Chapter 6 Menerima

482 33 1
                                        

Selepas magrib Maya kaget saat melihat pria paruh baya itu sudah ada di depan rumahnya. Maya tidak menyangka jika Diman akan datang malam ini ke rumahnya.

Dengan menggunakan baju koko berwarna putih dan kain sarung, tak lupa di tangannya sebuah tasbih, dengan percaya diri duda tiga anak itu duduk di bangku yang ada di teras rumah Maya.

Maya gelagapan, dia tak tahu harus bagaimana. Ini pertama kalinya Maya kedatangan tamu laki-laki yang sengaja ingin menemuinya. Di saat hatinya sedang bimbang, lelaki itu malah datang ke rumahnya secepat ini.

“Aku harus bagaimana, Han?” tanya Maya pada adiknya, Rayhan. Wanita itu sudah mengatakan pada ibunya jika Diman datang, namun sang ibu hanya acuh tak acuh. Karena sejak awal dia sudah mengingatkan Maya siapa Diman itu.

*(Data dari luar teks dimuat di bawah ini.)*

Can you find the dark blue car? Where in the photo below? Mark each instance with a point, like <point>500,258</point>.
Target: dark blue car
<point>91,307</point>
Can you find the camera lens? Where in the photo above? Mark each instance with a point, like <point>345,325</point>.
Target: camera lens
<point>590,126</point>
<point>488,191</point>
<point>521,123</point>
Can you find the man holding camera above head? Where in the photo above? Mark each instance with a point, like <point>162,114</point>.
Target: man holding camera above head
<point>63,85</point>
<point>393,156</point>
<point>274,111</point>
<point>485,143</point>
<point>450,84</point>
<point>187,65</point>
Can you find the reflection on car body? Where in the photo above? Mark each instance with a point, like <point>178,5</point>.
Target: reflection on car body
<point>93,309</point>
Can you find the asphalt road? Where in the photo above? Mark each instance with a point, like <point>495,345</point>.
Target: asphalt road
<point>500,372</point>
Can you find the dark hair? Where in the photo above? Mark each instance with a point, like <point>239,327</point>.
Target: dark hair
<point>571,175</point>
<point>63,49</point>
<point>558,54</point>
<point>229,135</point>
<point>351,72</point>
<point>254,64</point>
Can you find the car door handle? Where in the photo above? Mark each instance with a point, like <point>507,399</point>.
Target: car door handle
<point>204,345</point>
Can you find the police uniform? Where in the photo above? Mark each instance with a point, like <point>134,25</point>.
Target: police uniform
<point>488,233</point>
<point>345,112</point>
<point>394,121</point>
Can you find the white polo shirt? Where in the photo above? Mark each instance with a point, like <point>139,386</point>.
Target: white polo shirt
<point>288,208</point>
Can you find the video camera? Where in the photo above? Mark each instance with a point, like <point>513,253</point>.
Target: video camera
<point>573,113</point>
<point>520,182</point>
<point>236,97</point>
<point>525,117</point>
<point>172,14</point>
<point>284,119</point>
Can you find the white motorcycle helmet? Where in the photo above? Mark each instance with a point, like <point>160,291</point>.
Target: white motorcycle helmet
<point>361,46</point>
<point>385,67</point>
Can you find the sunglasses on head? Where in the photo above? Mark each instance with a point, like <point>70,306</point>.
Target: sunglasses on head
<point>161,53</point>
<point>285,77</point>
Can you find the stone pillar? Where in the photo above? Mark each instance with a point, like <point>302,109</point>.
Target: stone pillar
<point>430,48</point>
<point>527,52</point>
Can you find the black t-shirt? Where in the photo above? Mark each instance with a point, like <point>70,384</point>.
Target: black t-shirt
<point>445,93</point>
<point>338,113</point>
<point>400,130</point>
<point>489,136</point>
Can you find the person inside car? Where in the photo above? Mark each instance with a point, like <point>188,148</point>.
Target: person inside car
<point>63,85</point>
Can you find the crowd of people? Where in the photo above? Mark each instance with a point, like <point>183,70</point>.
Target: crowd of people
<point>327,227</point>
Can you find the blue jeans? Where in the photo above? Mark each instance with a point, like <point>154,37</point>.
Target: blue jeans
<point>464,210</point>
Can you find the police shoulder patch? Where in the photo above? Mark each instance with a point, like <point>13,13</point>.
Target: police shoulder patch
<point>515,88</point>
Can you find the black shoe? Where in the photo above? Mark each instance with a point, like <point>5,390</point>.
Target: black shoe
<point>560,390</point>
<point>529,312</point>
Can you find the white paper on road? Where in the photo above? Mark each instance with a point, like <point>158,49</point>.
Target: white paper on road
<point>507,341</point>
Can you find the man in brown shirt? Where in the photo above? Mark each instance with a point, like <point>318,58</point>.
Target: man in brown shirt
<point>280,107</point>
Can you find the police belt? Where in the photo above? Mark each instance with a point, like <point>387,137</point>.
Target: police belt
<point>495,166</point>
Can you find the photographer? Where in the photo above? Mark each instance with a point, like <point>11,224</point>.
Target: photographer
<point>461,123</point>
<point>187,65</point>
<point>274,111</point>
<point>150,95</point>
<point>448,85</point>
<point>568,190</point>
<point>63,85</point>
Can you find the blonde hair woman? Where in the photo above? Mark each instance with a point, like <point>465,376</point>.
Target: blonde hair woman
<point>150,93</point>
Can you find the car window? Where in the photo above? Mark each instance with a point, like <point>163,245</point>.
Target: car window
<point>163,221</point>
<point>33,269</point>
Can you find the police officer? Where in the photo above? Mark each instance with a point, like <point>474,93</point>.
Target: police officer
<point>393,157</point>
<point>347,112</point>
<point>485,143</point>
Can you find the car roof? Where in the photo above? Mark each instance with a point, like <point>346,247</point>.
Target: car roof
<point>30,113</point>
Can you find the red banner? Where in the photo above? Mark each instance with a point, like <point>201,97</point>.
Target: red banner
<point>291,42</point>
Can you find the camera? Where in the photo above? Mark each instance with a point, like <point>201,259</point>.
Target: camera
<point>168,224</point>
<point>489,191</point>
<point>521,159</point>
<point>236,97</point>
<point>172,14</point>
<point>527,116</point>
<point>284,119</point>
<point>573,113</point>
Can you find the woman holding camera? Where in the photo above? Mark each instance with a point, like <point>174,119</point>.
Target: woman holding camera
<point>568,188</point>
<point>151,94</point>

“Bikinin kopi aja dulu,” jawab Rayhan. “Terus ngobrol dengannya,“ saran Rayhan.

“Aku mau telepon A Robi sama paman Syarif. Biar mereka yang ngomong.”

Robi adalah kakak pertama Maya dan Syarif adalah paman mereka, tepatnya adik kandung Anis.

Setelah mengirimkan pesan pada dua lelaki tersebut, Maya kemudian membuat kopi untuk tamunya.

Setelah membuat kopi, Maya tidak duduk dengan Diman. Dia menunggu Robi dan Syarif datang ditempat agak jauh dari tempat Diman berada sekarang.

***

"Bagaimana, Paman? Udah lihat, kan. Laki-laki itu yang ingin ngajak serius sama aku,” tanya Maya setelah Diman pergi. Robi dan Syarif juga sudah berbicara empat mata dengan Diman.

“Kalau menurut Paman, dia terlalu tua buat kamu, kalau bisa, carilah pria yang sepantar denganmu atau tak jauh di atasmu.” Sebagai seorang paman, pasti Syarif ingin keponakannya itu mendapatkan laki-laki soleh tentunya dan yang lebih muda dari Diman.

“Kalau Aa mah terserah kamu saja, yang penting dia baik, sayang sama kamu dan bertanggung jawab,” ujar Robi.

Entah apa yang ada di pikiran sulung tiga bersaudara itu. Mengizinkan adik perempuannya menikah dengan pria baruh baya.

“Kalau Paman, mah. Tetap ga setuju.” Syarif keukeuh dengan pendiriannya. Sampai kapan pun dia tidak akan merestui kakek dua cucu tersebut menikah dengan keponakannya.

“Coba dipikirkan kembali matang-matang. Memang cinta tak mengenal usia. Tapi itu kata orang yang sedang bucin. Sedangkan kamu, jangan khawatir soal jodoh, jangan terlalu terburu-buru mengambil keputusan.”

Maya semakin bimbang, “Iya, aku ngerti, lagian, Mang Diman belum bilang apa-apa, dia hanya sekedar main ke rumah.”

Memang benar, saat ini laki-laki itu belum berbicara ke arah yang lebih serius, tapi semua orang tahu jika dia mempunyai rencana melanjutkan perkenalan ini ke jenjang berikutnya.

***

Sejak malam itu, Diman sering datang ke rumah Maya. Entah itu di pagi hari, pura-pura mengantarkan sarapan, atau sore hari sambil mbeli pecel ayam yang berada di depan kediaman Maya.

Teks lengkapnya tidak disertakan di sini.